Students learn and practice skills such as opening statements, how to use trial exhibits persuasively, how to state objections correctly, and how to do an effective cross-examination. The program culminates with a trial day, where students execute what they’ve learned, by litigating a fictitious case.

Rising 3L Christy Lazarow enrolled in ITAP because she wanted to take advantage of the full range of opportunities to build skills at Delaware Law, even if she expects to need them infrequently practicing matrimonial law in New Jersey – her current career plan.

“I said I want to graduate ‘trial ready,’” Lazarow said. “This has helped to build my confidence in ways I can’t describe.”

“The critique is fantastic,” classmate Chelsea Dearden added. “To be able to do a cross or direct examination and get immediate feedback is so helpful.”

In addition to the rigorous study, simulations and small-group breakout sessions, students also attend the E. John Wherry Distinguished Lecture in Trial Advocacy and Professionalism, a program highlight.
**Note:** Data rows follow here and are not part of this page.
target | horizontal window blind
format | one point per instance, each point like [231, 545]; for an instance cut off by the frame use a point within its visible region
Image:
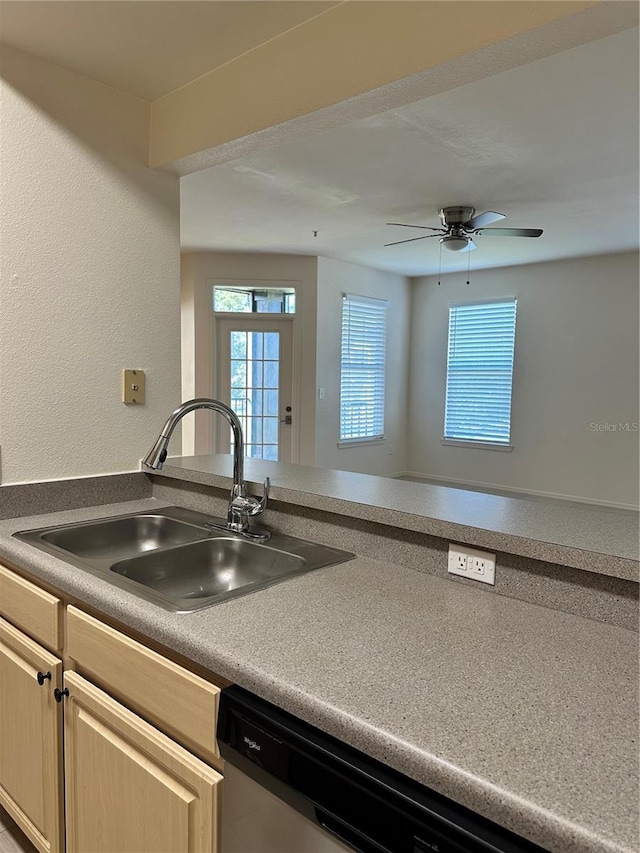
[362, 367]
[480, 371]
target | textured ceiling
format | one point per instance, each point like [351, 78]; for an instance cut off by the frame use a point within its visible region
[552, 144]
[147, 47]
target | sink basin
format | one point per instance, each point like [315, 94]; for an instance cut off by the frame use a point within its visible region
[209, 569]
[171, 558]
[120, 537]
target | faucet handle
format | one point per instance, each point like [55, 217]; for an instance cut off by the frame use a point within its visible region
[261, 505]
[249, 505]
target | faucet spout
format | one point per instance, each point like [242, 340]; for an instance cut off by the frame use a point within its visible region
[241, 506]
[158, 453]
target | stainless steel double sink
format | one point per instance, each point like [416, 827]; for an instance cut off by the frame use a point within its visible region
[170, 556]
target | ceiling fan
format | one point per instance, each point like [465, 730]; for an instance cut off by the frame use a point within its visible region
[460, 226]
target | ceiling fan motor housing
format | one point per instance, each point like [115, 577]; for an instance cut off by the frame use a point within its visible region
[456, 215]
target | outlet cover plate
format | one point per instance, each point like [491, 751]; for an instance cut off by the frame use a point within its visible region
[472, 564]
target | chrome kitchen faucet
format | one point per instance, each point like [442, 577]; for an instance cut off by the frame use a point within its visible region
[241, 506]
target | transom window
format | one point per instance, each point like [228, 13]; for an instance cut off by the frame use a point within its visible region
[362, 368]
[252, 299]
[480, 372]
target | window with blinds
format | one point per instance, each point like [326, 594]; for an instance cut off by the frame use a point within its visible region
[480, 372]
[362, 368]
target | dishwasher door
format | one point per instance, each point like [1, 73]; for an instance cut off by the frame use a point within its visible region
[256, 821]
[339, 793]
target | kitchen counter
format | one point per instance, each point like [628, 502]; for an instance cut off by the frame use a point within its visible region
[585, 536]
[524, 714]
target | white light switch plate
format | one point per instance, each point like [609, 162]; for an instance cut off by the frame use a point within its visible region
[469, 563]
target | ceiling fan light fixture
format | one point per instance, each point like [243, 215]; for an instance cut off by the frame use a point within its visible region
[455, 243]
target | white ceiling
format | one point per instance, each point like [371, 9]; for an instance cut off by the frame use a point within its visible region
[147, 47]
[552, 144]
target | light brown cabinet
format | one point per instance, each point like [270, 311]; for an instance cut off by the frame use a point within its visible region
[31, 738]
[125, 785]
[128, 786]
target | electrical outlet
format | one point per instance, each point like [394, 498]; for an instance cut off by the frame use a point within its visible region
[469, 563]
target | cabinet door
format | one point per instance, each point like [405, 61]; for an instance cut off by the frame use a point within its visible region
[129, 787]
[30, 739]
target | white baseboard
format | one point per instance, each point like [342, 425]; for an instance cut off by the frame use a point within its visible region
[495, 487]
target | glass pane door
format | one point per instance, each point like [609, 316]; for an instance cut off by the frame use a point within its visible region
[254, 376]
[254, 379]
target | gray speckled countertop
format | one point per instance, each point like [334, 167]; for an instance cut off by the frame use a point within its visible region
[524, 714]
[585, 536]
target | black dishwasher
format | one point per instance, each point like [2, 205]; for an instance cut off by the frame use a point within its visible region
[358, 800]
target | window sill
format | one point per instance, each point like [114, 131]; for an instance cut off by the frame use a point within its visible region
[359, 442]
[482, 445]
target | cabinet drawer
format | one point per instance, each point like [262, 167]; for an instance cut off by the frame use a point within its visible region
[177, 701]
[36, 612]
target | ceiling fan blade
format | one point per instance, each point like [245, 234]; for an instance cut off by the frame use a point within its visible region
[425, 237]
[510, 232]
[405, 225]
[483, 219]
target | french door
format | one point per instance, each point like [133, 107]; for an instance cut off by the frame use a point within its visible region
[254, 377]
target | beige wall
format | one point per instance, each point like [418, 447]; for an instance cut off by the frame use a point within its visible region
[346, 50]
[334, 279]
[199, 271]
[576, 364]
[89, 275]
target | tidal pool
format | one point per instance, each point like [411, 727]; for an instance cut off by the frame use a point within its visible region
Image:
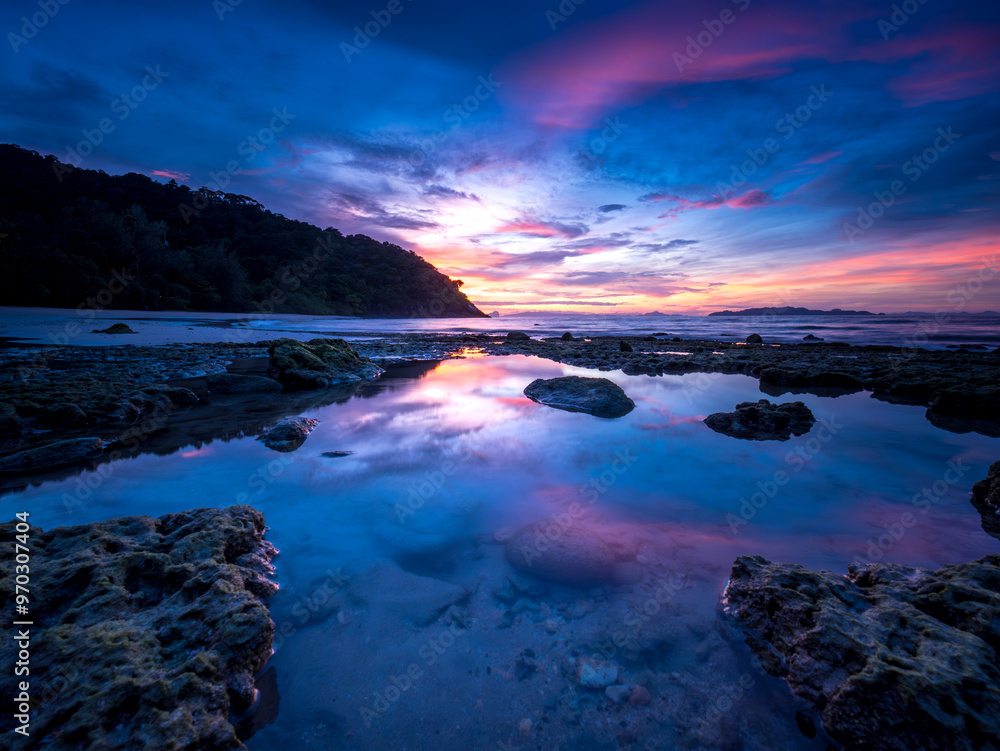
[402, 625]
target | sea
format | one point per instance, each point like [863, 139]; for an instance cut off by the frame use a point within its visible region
[931, 331]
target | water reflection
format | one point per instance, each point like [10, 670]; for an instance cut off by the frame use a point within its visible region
[401, 622]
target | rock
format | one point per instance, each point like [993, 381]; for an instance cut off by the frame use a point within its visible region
[892, 657]
[595, 673]
[52, 455]
[288, 434]
[318, 363]
[640, 697]
[763, 421]
[234, 383]
[561, 553]
[148, 632]
[115, 328]
[986, 499]
[981, 400]
[617, 693]
[379, 584]
[595, 396]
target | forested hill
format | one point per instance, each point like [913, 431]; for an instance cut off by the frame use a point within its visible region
[68, 234]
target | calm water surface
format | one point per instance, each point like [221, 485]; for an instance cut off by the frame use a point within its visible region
[447, 463]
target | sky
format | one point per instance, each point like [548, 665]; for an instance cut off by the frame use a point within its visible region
[603, 157]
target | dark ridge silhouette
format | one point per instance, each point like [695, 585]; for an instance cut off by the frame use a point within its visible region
[72, 237]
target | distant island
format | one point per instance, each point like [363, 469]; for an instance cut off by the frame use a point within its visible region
[789, 311]
[76, 238]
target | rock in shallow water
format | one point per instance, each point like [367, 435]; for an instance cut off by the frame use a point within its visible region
[986, 499]
[148, 631]
[763, 421]
[893, 657]
[594, 396]
[561, 553]
[288, 434]
[234, 383]
[318, 363]
[53, 455]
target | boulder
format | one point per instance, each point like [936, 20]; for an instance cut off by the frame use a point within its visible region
[148, 632]
[986, 499]
[318, 363]
[52, 455]
[893, 658]
[595, 396]
[561, 553]
[288, 434]
[115, 328]
[234, 383]
[763, 421]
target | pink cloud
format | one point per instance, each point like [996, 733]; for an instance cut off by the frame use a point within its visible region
[172, 175]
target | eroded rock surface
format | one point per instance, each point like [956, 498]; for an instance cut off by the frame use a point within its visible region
[53, 455]
[892, 657]
[595, 396]
[147, 633]
[986, 499]
[289, 434]
[318, 363]
[763, 421]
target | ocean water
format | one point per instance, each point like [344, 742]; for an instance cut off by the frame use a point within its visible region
[922, 330]
[449, 457]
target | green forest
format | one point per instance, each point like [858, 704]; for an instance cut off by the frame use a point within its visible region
[72, 237]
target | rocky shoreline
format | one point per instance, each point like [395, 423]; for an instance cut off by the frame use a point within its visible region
[150, 631]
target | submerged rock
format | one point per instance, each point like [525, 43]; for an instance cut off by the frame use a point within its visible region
[892, 657]
[763, 421]
[562, 554]
[234, 383]
[288, 434]
[147, 633]
[53, 455]
[318, 363]
[115, 328]
[595, 396]
[986, 499]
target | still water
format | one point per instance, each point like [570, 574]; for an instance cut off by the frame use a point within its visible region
[401, 624]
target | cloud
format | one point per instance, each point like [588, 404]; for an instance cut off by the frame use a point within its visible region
[534, 228]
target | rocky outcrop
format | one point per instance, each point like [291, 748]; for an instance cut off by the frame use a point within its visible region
[147, 633]
[234, 383]
[115, 328]
[986, 499]
[53, 455]
[892, 657]
[318, 363]
[288, 434]
[763, 421]
[595, 396]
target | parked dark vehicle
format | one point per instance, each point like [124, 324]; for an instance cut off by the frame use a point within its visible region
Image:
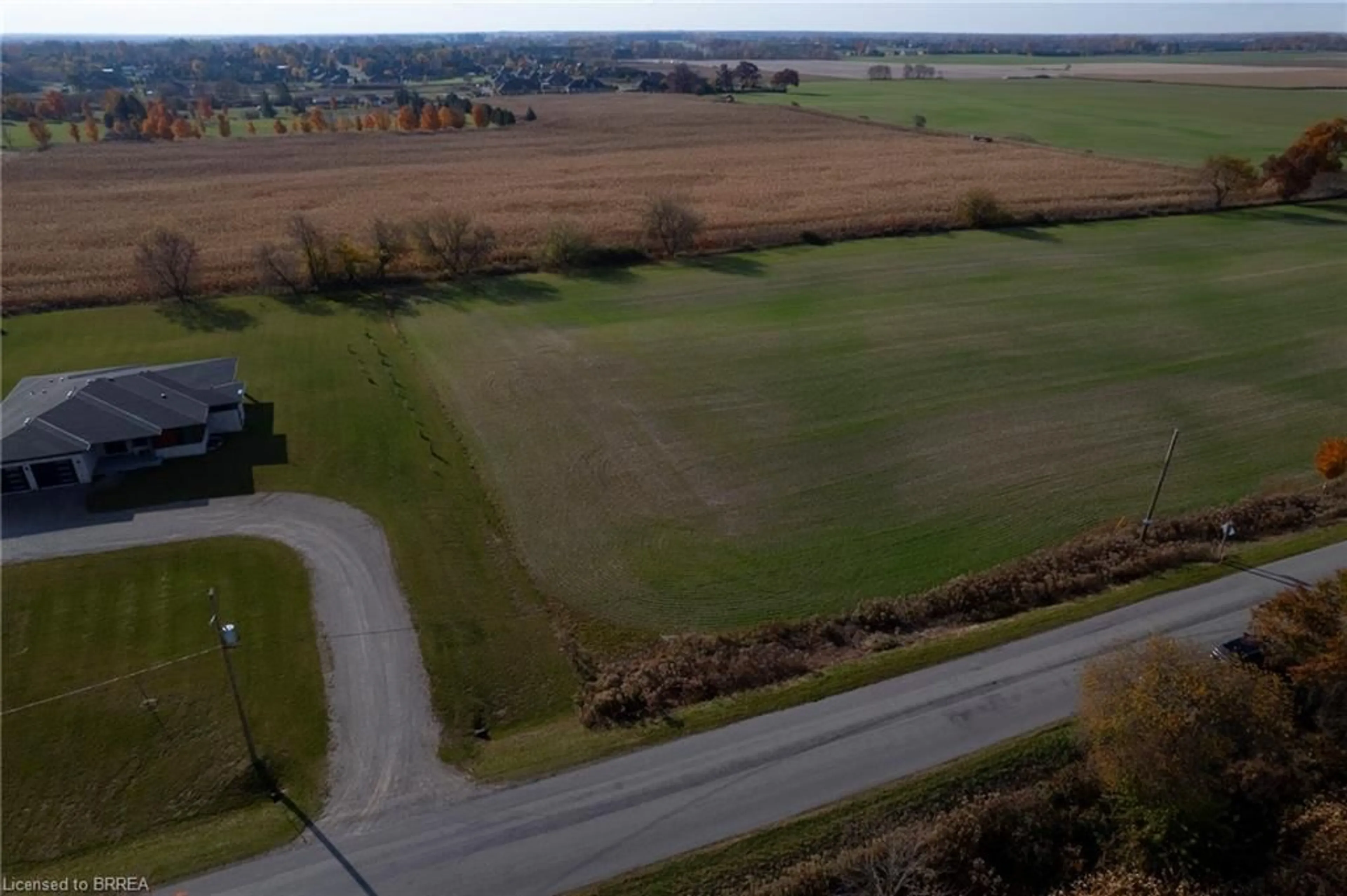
[1241, 650]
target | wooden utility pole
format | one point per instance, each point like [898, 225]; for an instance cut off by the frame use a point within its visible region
[234, 686]
[1160, 484]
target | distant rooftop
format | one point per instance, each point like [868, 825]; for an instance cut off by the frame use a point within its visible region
[67, 413]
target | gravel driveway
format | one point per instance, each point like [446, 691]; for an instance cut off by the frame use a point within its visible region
[384, 736]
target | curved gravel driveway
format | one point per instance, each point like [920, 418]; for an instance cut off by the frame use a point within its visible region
[384, 735]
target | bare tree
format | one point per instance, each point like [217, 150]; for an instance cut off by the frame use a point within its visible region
[168, 263]
[313, 250]
[277, 269]
[390, 246]
[899, 865]
[1229, 176]
[671, 224]
[453, 243]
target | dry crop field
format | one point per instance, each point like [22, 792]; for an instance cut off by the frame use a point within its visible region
[759, 176]
[1224, 76]
[1221, 75]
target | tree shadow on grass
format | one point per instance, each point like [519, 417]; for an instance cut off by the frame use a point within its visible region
[604, 275]
[496, 290]
[732, 265]
[220, 473]
[207, 316]
[310, 304]
[1034, 235]
[1315, 216]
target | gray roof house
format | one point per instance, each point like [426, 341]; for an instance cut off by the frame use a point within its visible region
[64, 429]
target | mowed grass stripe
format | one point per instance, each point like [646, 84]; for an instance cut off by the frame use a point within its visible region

This year’s speaker was Zane Memeger, U.S. attorney for the Eastern District of Pennsylvania. His colleague, Charles M. Oberly III, U.S. attorney for the District of Delaware, also attended the lecture, and both men mingled with students at a reception following the lecture.

Professor Judith L. Ritter, who coordinates ITAP through her role as director of the school’s Taishoff Advocacy, Technology and Public Service Institute, said not every law student wants to be a trial attorney. But for those who do, or who want to build those skills, ITAP is critical.

“The intensive format of the program makes it a fast-paced, exciting experience unlike any other except, perhaps, the actual practice of law,” Ritter said. “Students finish with an outstanding foundation in trial skills and an appreciation of the rigors of trial practice.”